Ninguém disse que é lei, mas a alegria parece ser a regra número um do Canja de Viola, não raro com algumas pitadas da ingenuidade do Brasil caboclo. Melhor não perguntar a Sebastião..., ops, a Campo Grande, por exemplo, qual o primeiro instrumento que tocou na vida. A resposta "não" vai ser violão ou acordeão. A propósito, arrisca que o reduto sertanejo do Centro tenha a maior concentração mundial de Sebastiões. "Todo mundo aqui é Tião", brincam. A contar pelo mais famoso deles, o mineiro Tião Moreno, de inacreditáveis 70 anos. Não toca nenhum instrumento, contrariando as lendas sobre o pacto entre violeiros do sertão e o "coisa ruim". Ele só canta. Só é modo de dizer é uma lenda do grupo. "Vou até na igreja para cantar", avisa.
No mais, Tião Moreno é como todo mundo: sonha gravar um CD, tocar na rádio, ser atração de rodeiro. Vez ou outra há um lampejo de esperança. Aparece por lá um famoso, como o grupo Viola Quebrada. Ou uma dupla como a do Lero e Lerinho fofocando que "agora o disco sai". É o basta para acender a chama. Alguém ali há de ser como Teodoro e Sampaio, Chico Rei e Paraná ou Chitãozinho e Xororó, todos oriundos das muitas Califórnias paranaenses.

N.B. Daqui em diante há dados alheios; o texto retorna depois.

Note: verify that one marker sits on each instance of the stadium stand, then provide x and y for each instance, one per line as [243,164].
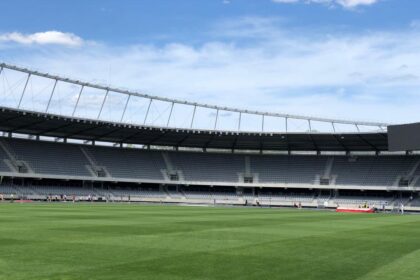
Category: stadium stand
[68,155]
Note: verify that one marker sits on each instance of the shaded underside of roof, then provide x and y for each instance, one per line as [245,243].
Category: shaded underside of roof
[44,124]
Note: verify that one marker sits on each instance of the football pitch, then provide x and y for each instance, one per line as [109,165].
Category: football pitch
[121,241]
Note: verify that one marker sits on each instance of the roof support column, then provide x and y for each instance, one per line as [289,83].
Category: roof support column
[78,99]
[51,95]
[262,123]
[239,122]
[217,117]
[24,89]
[192,119]
[103,103]
[125,108]
[170,114]
[147,112]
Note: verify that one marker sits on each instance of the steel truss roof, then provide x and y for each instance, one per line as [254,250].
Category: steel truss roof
[46,124]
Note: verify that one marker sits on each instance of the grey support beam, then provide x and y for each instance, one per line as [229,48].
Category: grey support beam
[77,102]
[103,103]
[51,95]
[147,112]
[125,108]
[24,90]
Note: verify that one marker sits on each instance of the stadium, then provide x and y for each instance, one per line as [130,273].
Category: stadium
[209,140]
[122,161]
[104,184]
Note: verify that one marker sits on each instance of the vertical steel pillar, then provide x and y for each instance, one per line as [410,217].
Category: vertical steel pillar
[170,114]
[147,112]
[192,119]
[24,89]
[78,99]
[103,103]
[217,117]
[262,124]
[51,95]
[125,108]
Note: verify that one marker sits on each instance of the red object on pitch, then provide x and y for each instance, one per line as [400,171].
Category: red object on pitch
[354,210]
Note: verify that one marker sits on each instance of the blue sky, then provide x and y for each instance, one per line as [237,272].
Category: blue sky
[355,59]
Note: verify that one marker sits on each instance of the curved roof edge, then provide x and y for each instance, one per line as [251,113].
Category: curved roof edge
[379,125]
[46,124]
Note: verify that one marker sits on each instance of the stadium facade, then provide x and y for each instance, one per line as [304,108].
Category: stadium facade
[63,137]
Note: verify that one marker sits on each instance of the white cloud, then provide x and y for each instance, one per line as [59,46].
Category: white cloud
[344,3]
[43,38]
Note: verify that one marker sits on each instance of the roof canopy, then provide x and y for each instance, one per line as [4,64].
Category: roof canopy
[46,124]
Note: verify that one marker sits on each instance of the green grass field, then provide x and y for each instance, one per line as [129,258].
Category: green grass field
[115,241]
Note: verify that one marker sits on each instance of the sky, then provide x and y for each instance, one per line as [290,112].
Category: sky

Aliás, quanto o assunto é fazer sucesso, rola um lamento naqueles subterrâneos. "Não somos chamados para cantar"; "cadê a rádio e a tevê? A gente daria audiência". Gaúcho diz "deixa disso", anima a tropa e vez em quando leva a turma de Van até Fênix. São recebidos como astros. Já Curitiba... "Quem sabe o próximo prefeito", grita um, como se estivesse numa quadrilha. O Brasil caipira é assim lamento triste seguido de festa. Nessas horas, o pequeno Tuca fica grande que só vendo.